The Direct Mutual Fund Account
The second option for maximizing interest is the use of a fund-direct money-market mutual fund account. Most mutual fund companies offer and manage a money market mutual fund. Again, this is a direct investment in money market instruments by way of mutual fund shares. Oftentimes, both the interest rate received and the management fee charged on these funds will be approximately equal to those earned on the premium account established at a brokerage house.
The key distinction between these two options is the availability of the funds and the mechanics of moving funds. Fund-direct mutual fund account funds are not available on demand, but funds are available to be sold and transferred on non-holiday business days throughout the year. Generally, mutual fund shares require a one business day settlement period. Once settled, the funds can be dispersed via a physical check or automated clearing house (ACH) deposit directly into a checking or savings account. This is still a very attractive option considering the interest rate earned and the expectation of having liquid funds available within a few days.

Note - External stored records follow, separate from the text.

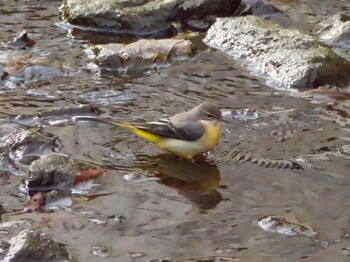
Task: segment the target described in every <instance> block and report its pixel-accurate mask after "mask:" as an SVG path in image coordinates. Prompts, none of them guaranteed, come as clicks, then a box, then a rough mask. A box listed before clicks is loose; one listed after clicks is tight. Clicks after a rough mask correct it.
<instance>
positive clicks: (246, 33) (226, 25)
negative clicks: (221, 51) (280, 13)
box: [204, 16, 350, 89]
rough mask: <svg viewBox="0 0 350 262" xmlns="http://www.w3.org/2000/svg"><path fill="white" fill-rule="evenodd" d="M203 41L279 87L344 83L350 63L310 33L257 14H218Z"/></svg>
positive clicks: (347, 81)
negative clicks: (266, 17)
mask: <svg viewBox="0 0 350 262" xmlns="http://www.w3.org/2000/svg"><path fill="white" fill-rule="evenodd" d="M204 42H205V43H206V44H208V45H209V46H211V47H214V48H217V49H220V50H223V51H224V52H226V53H228V54H229V55H230V56H232V57H233V58H234V59H239V60H240V61H243V62H244V64H245V66H247V67H248V69H249V70H250V71H252V72H253V73H255V74H257V75H259V76H262V77H264V78H266V80H267V81H266V83H267V84H268V85H270V86H272V87H275V88H279V89H286V88H297V89H303V88H315V87H319V86H322V85H326V84H330V85H338V86H345V85H347V84H348V83H349V80H350V74H349V70H350V63H349V62H348V61H347V60H345V59H344V58H342V57H340V56H338V55H337V54H336V53H334V52H333V51H332V50H331V49H330V48H328V47H326V46H324V45H322V44H321V43H320V42H318V41H317V40H315V39H314V38H313V37H312V36H309V35H305V34H302V33H300V32H299V31H297V30H291V29H285V28H283V27H281V26H278V25H276V24H273V23H271V22H269V21H266V20H264V19H262V18H260V17H254V16H246V17H236V18H218V19H217V20H216V22H215V23H214V24H213V25H212V26H211V27H210V29H209V30H208V33H207V36H206V37H205V39H204Z"/></svg>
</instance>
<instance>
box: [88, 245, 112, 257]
mask: <svg viewBox="0 0 350 262" xmlns="http://www.w3.org/2000/svg"><path fill="white" fill-rule="evenodd" d="M111 249H112V248H111V247H108V246H93V247H92V248H91V253H92V254H93V255H95V256H97V257H109V256H110V253H111Z"/></svg>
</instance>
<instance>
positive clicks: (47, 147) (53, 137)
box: [5, 129, 57, 164]
mask: <svg viewBox="0 0 350 262" xmlns="http://www.w3.org/2000/svg"><path fill="white" fill-rule="evenodd" d="M56 140H57V137H51V136H48V135H44V134H41V133H39V132H38V131H36V130H35V129H18V130H16V131H15V132H13V133H12V134H10V135H9V137H8V138H7V139H6V141H5V142H6V145H7V147H8V150H9V156H10V158H11V159H12V160H15V161H19V162H22V163H25V164H29V163H31V162H32V161H33V160H34V159H37V158H38V157H39V156H40V155H42V154H44V153H45V152H52V151H54V150H55V148H56V147H57V144H56Z"/></svg>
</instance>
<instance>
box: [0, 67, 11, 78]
mask: <svg viewBox="0 0 350 262" xmlns="http://www.w3.org/2000/svg"><path fill="white" fill-rule="evenodd" d="M8 75H9V74H8V72H6V70H5V69H3V68H2V67H0V80H4V79H5V78H6V77H7V76H8Z"/></svg>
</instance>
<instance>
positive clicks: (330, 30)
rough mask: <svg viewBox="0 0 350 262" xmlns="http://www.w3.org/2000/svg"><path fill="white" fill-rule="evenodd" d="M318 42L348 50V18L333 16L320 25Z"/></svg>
mask: <svg viewBox="0 0 350 262" xmlns="http://www.w3.org/2000/svg"><path fill="white" fill-rule="evenodd" d="M321 25H322V26H323V28H322V29H321V34H320V40H321V41H322V42H324V43H327V44H332V45H339V46H345V47H348V48H350V17H349V16H345V15H335V16H332V17H331V18H329V19H327V20H326V21H324V22H323V23H322V24H321Z"/></svg>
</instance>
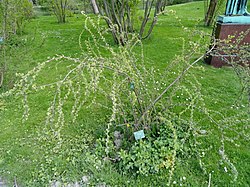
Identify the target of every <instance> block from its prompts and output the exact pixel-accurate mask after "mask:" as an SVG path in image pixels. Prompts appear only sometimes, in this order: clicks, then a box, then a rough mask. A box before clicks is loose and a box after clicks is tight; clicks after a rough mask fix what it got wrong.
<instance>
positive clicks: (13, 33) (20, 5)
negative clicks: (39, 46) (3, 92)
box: [0, 0, 33, 87]
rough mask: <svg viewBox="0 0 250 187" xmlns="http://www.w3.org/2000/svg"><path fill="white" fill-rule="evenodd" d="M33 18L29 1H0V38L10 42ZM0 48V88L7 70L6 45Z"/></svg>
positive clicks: (19, 32) (31, 8)
mask: <svg viewBox="0 0 250 187" xmlns="http://www.w3.org/2000/svg"><path fill="white" fill-rule="evenodd" d="M32 16H33V6H32V3H31V2H30V1H29V0H1V1H0V18H1V19H0V37H1V38H2V40H4V41H5V40H6V41H8V40H10V39H11V38H12V36H13V35H16V34H20V33H22V32H23V29H24V26H25V23H26V22H27V21H28V20H29V19H31V17H32ZM6 43H8V42H4V44H2V45H1V46H0V52H1V56H3V60H1V62H0V87H1V86H2V85H3V80H4V74H5V71H6V69H7V62H6V58H5V57H6V45H8V44H6Z"/></svg>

There are nuances between the offerings of competing companies for both of the above products. With that in mind, an investor should be prepared to critically view the benefits and drawbacks to any one firm's offering with regards to the premium brokerage account. Investors should also pay attention to the return generated on money market funds (tax-free interest funds may also be available); specifically, the net expected performance must exceed that of your next best option. The investor should analyze his or her expected balance level in relation to savings & loans (S&Ls), community banks, credit unions, online banks and newly chartered banks. Some of these institutions may be in your neighborhood.
Fees must be examined. Annual fees could be as much as $200 per year, not inclusive of trading costs. Other less obvious fees issues include ATM fee policies and other explicit or implicit fees. (Find out more about banking in The Ins And Outs Of Bank Fees, The Evolution Of Banking and Choose To Beat The Bank.)
In order to avoid buyer's remorse, an investor should review other features of the account. Items such as compatibility with existing personal financial management software, online capabilities, etc. should also be researched before making the switch.
The investment of cash should not be an afterthought in a financial plan. An investor's ability to capture additional interest can make a significant difference in a portfolio's risk-adjusted returns, especially for a conservative investor.